In this prospective translational analysis, circulating KIM-1 levels were elevated in patients with advanced ccRCC as well as advanced pRCC , a patient population in which this biomarker has been less extensively studied. Moreover, elevated baseline KIM-1 levels were associated with more aggressive disease biology and inferior clinical outcomes. Importantly, dynamic changes in KIM-1 during treatment correlated with radiological response, supporting the notion that KIM-1 may serve as a real-time biomarker of therapeutic efficacy. This raises the possibility that serial KIM-1 monitoring could complement conventional imaging by providing earlier insight into treatment response or emerging resistance, thereby facilitating more timely therapeutic adaptation.
The present study establishes the use of KIM-1 beyond solely the ccRCC setting and extends its potential use to pRCC. Additionally, it reinforces the concept of a circulating biomarker that provides prognostic and potentially predictive information in RCC patients.
Previously, KIM-1 has been identified as a potential marker of molecular minimal residual disease (MRD) in the adjuvant setting. In the biomarker analysis of the IMmotion010 study, evaluating adjuvant atezolizumab following nephrectomy in patients at high risk of recurrence, elevated plasma KIM-1 was associated with worse oncological outcomes but also enriched for benefit of adjuvant immunotherapy. Thus, the biomarker was both prognostic, identifying patients at higher risk of relapse, as well as predictive, identifying patients most likely to benefit from adjuvant therapy in this setting.

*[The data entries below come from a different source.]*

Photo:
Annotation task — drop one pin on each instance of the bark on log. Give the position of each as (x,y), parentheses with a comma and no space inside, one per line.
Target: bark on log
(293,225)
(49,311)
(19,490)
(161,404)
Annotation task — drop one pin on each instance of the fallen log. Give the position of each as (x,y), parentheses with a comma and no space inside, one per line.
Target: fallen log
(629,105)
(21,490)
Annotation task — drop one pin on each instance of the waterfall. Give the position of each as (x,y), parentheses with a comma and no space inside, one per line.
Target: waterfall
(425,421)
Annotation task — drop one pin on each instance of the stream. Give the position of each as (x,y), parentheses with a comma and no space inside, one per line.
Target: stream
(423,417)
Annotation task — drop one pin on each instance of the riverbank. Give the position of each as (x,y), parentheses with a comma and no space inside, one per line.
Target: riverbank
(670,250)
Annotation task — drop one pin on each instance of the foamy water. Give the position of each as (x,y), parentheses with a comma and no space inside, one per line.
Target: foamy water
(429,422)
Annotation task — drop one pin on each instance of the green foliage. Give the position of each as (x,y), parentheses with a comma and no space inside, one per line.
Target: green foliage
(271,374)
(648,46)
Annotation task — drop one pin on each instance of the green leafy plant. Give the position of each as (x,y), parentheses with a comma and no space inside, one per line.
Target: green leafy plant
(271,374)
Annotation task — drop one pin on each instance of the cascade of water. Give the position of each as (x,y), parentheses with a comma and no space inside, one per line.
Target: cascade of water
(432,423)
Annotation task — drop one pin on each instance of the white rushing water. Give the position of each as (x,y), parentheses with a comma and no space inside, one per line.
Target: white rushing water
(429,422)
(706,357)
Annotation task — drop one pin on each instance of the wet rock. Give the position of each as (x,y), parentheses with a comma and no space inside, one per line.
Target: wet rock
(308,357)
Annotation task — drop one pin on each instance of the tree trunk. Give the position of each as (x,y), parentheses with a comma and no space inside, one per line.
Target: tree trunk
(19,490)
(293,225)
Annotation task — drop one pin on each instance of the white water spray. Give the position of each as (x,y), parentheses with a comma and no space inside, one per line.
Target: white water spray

The current, as well as previous studies on KIM-1 have been very promising, but several limitations should be acknowledged. Such biomarker analyses have so far been exploratory, and standardisation of assay methodology and clinically relevant thresholds will also be necessary before widespread implementation can occur. Nevertheless, the consistency of findings across disease settings and treatment contexts makes KIM-1 one of the most compelling biomarker candidates currently under investigation in RCC. Across all settings, and likely beyond solely ccRCC, KIM-1 appears capable of reflecting tumour burden, MRD, treatment response, and long-term clinical outcomes. Therefore, the accumulating evidence now justifies moving beyond retrospective and exploratory analyses: KIM-1 should be prospectively incorporated into future RCC clinical trials to definitively evaluate its prognostic and predictive utility and to determine how biomarker-guided treatment strategies may improve patient outcomes.